O primeiro contato que temos com Lúcia e o Sexo é debaixo das águas, um oceano azul claríssimo que ambientará, mais para frente, o acaso que, sob a lua cheia, será o grande responsável por todas as histórias do filme. A camêra sai da água e temos, então, a paisagem bela e sublime de um oceano azul. Corte.

Lúcia (a bela Paz Vega) está ao telefone tentando reconciliar-se com seu namorado, Lorenzo (Tristan Ulloa). Porém, o sujeito carrega em sua voz ao telefone uma carga emocional depressiva que aceita todas as acusações que a namorada havia feito. "Você está certa, Lúcia", finaliza Lorenzo.

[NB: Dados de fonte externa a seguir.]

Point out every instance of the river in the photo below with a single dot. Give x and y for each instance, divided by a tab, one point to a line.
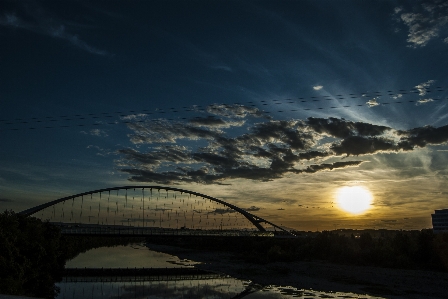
214	286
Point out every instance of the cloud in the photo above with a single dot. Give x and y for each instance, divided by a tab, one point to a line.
342	128
212	121
422	87
36	20
209	151
372	103
424	101
421	137
425	22
321	167
235	111
95	132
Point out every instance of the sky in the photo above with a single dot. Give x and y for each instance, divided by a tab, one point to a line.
269	104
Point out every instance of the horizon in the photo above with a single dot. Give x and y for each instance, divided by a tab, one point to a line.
315	119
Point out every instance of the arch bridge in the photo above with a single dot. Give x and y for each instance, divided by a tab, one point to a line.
150	210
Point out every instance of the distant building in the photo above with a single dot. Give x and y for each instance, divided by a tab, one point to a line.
440	221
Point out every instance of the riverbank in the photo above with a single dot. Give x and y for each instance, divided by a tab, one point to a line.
321	276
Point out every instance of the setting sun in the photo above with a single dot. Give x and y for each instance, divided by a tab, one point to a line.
354	200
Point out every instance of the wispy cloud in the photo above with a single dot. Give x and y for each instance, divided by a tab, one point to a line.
95	132
206	151
38	21
422	87
424	22
372	103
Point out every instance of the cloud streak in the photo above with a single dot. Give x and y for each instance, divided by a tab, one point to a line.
213	150
425	22
38	21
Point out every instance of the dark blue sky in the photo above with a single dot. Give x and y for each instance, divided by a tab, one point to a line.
72	63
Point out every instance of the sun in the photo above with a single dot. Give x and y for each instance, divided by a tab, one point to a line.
355	199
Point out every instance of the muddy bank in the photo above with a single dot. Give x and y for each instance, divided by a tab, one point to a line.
322	276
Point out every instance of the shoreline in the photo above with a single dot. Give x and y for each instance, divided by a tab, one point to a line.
321	275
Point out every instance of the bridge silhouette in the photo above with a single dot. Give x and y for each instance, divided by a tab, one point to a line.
150	211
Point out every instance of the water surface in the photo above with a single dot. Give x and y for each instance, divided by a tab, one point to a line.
163	287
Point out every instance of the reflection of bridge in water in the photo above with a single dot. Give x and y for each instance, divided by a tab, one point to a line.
137	274
157	282
149	211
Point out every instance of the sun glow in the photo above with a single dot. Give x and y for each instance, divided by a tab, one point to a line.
355	199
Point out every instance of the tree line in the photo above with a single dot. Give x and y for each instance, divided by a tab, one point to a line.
33	254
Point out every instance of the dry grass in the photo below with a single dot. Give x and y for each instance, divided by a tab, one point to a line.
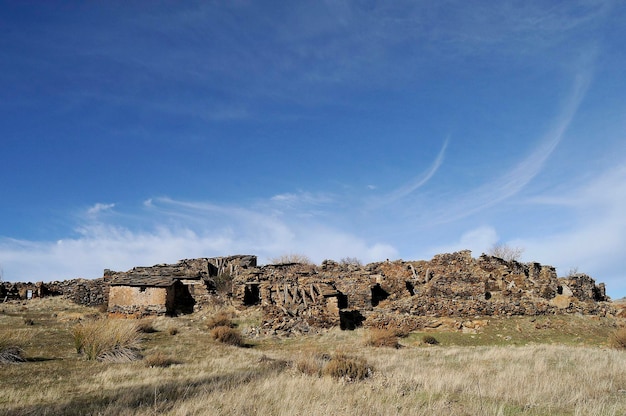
146	326
430	340
382	338
12	344
159	359
227	335
618	339
535	379
107	340
221	318
347	368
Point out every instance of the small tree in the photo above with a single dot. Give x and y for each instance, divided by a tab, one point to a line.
506	252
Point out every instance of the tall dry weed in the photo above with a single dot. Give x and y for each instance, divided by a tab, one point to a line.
107	340
12	344
381	338
618	339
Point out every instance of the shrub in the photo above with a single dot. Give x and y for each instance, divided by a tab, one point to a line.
159	360
107	340
618	339
220	319
382	338
227	335
430	340
506	252
146	326
350	261
312	364
347	368
11	347
291	258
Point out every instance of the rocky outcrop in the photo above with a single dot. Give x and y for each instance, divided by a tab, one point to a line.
410	294
295	297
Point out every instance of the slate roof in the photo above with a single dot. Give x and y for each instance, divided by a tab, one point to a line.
142	280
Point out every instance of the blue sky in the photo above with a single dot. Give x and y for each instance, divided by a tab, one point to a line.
136	133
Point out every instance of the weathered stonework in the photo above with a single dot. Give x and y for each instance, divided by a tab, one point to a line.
451	288
412	294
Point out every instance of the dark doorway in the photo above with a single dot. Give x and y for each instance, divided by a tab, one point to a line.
251	295
350	320
378	294
411	288
184	301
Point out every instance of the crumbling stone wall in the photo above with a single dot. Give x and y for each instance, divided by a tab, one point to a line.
134	300
403	293
408	294
88	292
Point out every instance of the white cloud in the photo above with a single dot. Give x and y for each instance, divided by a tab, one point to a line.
478	240
180	230
418	182
99	207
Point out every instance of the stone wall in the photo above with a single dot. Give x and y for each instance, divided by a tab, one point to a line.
403	293
88	292
408	294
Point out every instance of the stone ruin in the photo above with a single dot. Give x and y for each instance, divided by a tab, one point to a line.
410	294
301	298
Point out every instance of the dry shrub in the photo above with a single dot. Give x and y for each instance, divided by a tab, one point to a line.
274	364
107	340
347	368
382	338
430	340
159	359
222	318
146	326
227	335
618	339
312	364
12	346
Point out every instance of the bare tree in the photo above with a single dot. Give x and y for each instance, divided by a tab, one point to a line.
506	252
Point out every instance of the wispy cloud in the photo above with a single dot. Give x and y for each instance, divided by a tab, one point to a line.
512	182
99	207
417	182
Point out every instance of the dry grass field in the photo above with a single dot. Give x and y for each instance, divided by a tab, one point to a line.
559	365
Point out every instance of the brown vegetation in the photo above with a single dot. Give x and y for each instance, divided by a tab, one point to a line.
556	365
618	339
227	335
382	338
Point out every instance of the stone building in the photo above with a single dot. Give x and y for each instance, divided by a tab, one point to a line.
170	289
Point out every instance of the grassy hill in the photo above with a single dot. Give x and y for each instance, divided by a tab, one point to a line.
549	365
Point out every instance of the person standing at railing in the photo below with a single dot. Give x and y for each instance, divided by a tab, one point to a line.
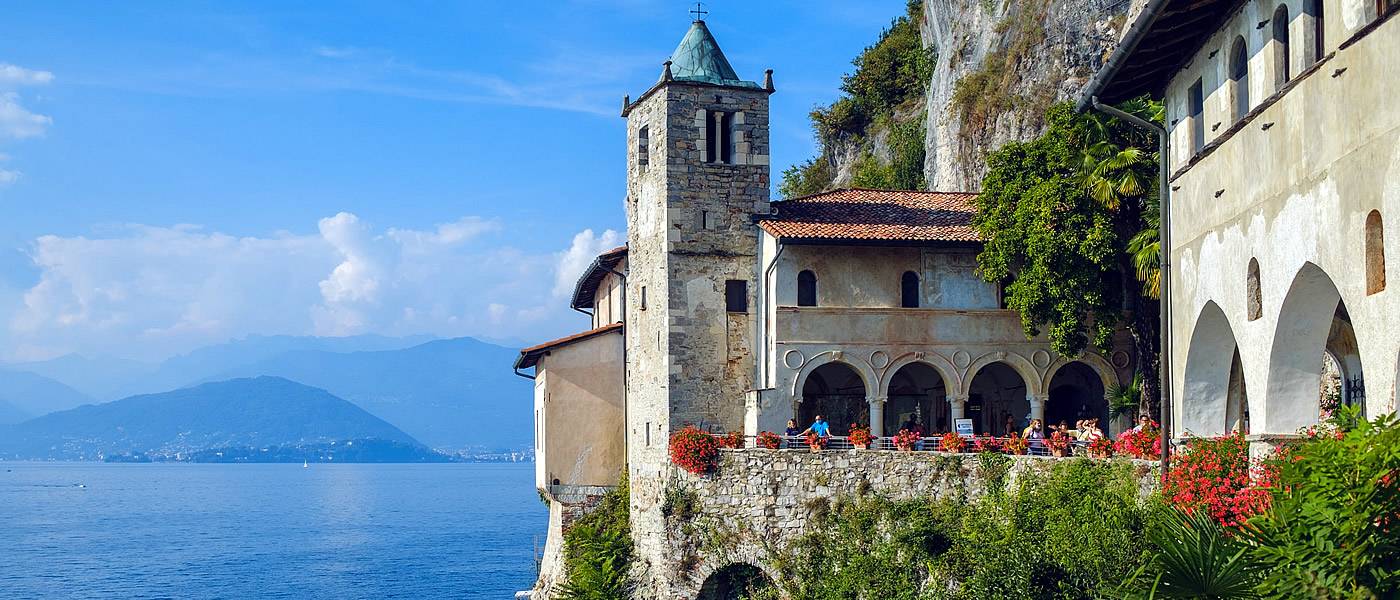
791	434
819	427
1035	434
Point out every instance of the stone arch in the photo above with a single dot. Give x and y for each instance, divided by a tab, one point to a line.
1000	385
916	389
1210	360
735	581
1308	327
1019	364
1108	375
836	389
1375	253
832	355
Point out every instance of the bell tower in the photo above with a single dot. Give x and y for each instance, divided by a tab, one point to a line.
697	172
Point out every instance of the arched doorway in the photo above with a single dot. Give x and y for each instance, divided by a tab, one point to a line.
917	392
1077	392
997	392
738	582
836	392
1313	326
1213	400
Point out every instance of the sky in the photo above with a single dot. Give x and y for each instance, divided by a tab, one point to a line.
175	175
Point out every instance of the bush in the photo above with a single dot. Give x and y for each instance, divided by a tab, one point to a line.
598	550
1333	527
695	451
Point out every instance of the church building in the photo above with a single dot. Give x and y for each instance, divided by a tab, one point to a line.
732	312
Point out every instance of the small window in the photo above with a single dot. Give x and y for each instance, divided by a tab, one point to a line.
1313	13
1196	101
1239	77
737	295
1375	253
909	290
1256	300
807	288
718	137
1281	73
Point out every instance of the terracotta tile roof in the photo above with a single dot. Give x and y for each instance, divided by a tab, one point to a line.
861	214
592	276
531	355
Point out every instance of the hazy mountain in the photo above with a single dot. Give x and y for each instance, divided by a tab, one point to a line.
261	411
10	413
31	395
107	378
448	393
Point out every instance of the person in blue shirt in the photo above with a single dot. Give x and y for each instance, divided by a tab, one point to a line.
819	427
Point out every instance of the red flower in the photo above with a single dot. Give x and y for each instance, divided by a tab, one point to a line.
695	451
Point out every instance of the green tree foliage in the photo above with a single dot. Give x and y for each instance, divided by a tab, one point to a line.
889	76
1333	529
1059	214
1071	533
598	551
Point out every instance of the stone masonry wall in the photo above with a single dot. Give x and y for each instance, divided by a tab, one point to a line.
759	500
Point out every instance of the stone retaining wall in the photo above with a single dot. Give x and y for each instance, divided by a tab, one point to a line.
763	500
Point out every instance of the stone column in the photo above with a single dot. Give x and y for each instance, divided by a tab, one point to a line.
1038	406
878	414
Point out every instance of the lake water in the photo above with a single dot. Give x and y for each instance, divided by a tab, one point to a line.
268	530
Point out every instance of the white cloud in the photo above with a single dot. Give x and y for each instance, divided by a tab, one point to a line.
17	122
16	76
578	256
150	291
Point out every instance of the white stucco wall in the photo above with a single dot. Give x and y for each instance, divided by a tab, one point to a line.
1291	188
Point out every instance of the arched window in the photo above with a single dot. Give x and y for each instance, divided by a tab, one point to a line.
1239	77
1313	13
1256	300
1375	253
1281	73
909	290
807	288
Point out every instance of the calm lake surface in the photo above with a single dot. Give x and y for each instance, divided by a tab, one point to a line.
268	530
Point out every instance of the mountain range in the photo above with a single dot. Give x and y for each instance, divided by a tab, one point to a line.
452	395
238	413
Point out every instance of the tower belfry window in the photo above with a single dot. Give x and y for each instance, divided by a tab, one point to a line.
718	136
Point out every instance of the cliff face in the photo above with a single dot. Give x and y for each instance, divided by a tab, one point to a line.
1000	63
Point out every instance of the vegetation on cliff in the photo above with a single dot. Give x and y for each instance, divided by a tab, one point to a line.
1071	533
598	550
882	97
1070	223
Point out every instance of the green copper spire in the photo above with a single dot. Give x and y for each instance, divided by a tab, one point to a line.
699	59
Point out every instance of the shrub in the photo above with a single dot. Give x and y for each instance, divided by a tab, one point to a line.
695	451
1215	476
860	435
952	442
598	550
1333	525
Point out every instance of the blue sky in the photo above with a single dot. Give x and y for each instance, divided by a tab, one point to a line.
179	174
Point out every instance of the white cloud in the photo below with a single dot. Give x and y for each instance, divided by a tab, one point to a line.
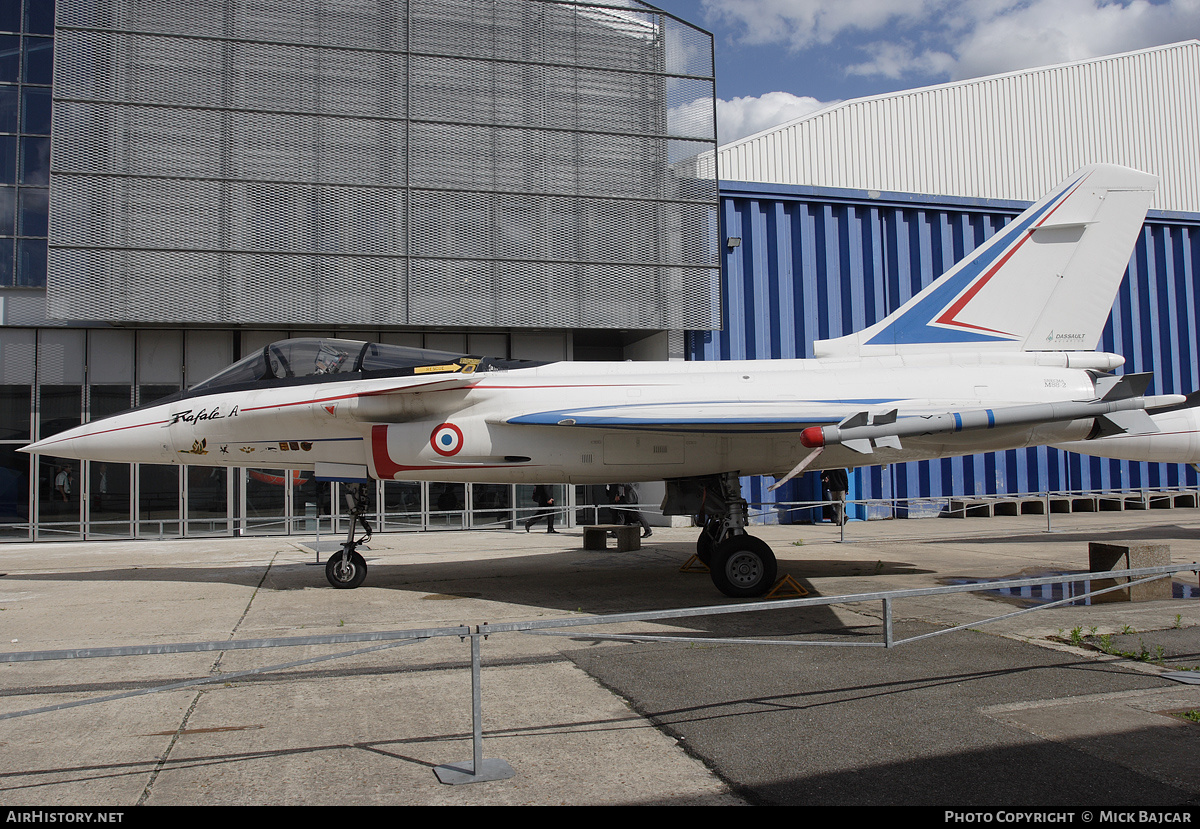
945	40
1054	31
801	23
745	116
897	60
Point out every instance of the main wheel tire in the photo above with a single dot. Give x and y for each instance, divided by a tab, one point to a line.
743	566
346	574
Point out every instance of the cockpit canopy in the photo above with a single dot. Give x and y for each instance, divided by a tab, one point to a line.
322	358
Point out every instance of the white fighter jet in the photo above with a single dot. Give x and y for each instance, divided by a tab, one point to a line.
995	354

A garota, porém, apaixonada e disposta a perdoar eternamente, volta para casa após o trabalho pensando em conversar e acertar as coisas com o parceiro. Bobagem. Lúcia encontra a casa vazia, um bilhete que finaliza com um "não me espere, talvez eu não volte nunca mais" e, logo em seguida, recebe um telefonema avisando de um acidente com Lorenzo. Lúcia desliga o telefone no meio da ligação, junta algumas roupas e parte em busca das peças que faltaram no quebra-cabeças do amor de sua vida.

Ao apoiar-se no drama romântico com toques astrais (lua e sol são constantemente citadas durante o filme), o diretor Julio Medem vasculha acasos, destinos e declarações de amor com uma lucidez impressionante. O primeiro detalhe que salta é a desconstrução do roteiro. A história surge fragmentada e vai sendo contada como o acaso pede: de uma declaração de amor incrivel em um bar tudo retorna a uma transa inesquecível dentro do Meditarrêno azul e parte para o recurso ambivalente das escolhas que o amor proporciona em horas, muitas vezes, erradas. No fim, contudo, percebemos que a história é circular. Ela começa aqui e retona ao mesmo ponto, porém, com um diferencial: a tristeza transforma-se em felicidade.

Essa idéia de retrocesso parece ser o grande trunfo da obra, e já marcava o cult Os Amantes do Círculo Polar desde o título. Em Lúcia e o Sexo, Lorenzo é um escritor cujos personagens são alter-egos. Lúcia era uma fã. O universo dos dois se expandiu nas páginas de um livro antes mesmo deles se conhecerem. Porém, o que separa o mundo real do imaginário? O que faz com que a vida não tenha tanta mágia (apesar da felicidade reinante nas cenas do casal) e o sonho as tenha de sobra (no livro que está sendo escrito, as paisagens de Lorenzo remontam ao episódio "transa inesquecível dentro do Meditarrêno azul")?

Mais do que qualquer coisa, Medem usa o sexo (quase) explicito para construir uma fábula poética de amor, perda e reencontro. As cenas calientes são de deixar o espectador sem fôlego, porém, quando as luzes da sala acendem, o que fica é a esperança que a vida nos dá, sempre, uma segunda chance (explorada no filme por um buraco que, em plena praia, leva o individuo a uma gruta simbolizando assim um reiincio).

A parte, Medem não permite ao espectador fugir do mundo real. Em seu baralho de tarô misturam-se filhas que se apaixonam por padrastos, mortes terríveis, sinalização de sexo com animais, masturbação, bate papo de Internet, loucuras. E, por mais que as palavras da frase anterior assustem, o resultado é arrebatador e plenamente justificável.

Trafegando com habilidade entre os signos vida/morte, sol/lua, mar/terra, amor/sexo, Lúcia e o Sexo finaliza esperançoso. Buscando uma das frases ambiguas de Lúcia quando ao orgasmo, "Eu vou morrer de tanto amor", o renascimento surge, quase sempre entre sorrisos. E a vida segue, como uma onda no mar.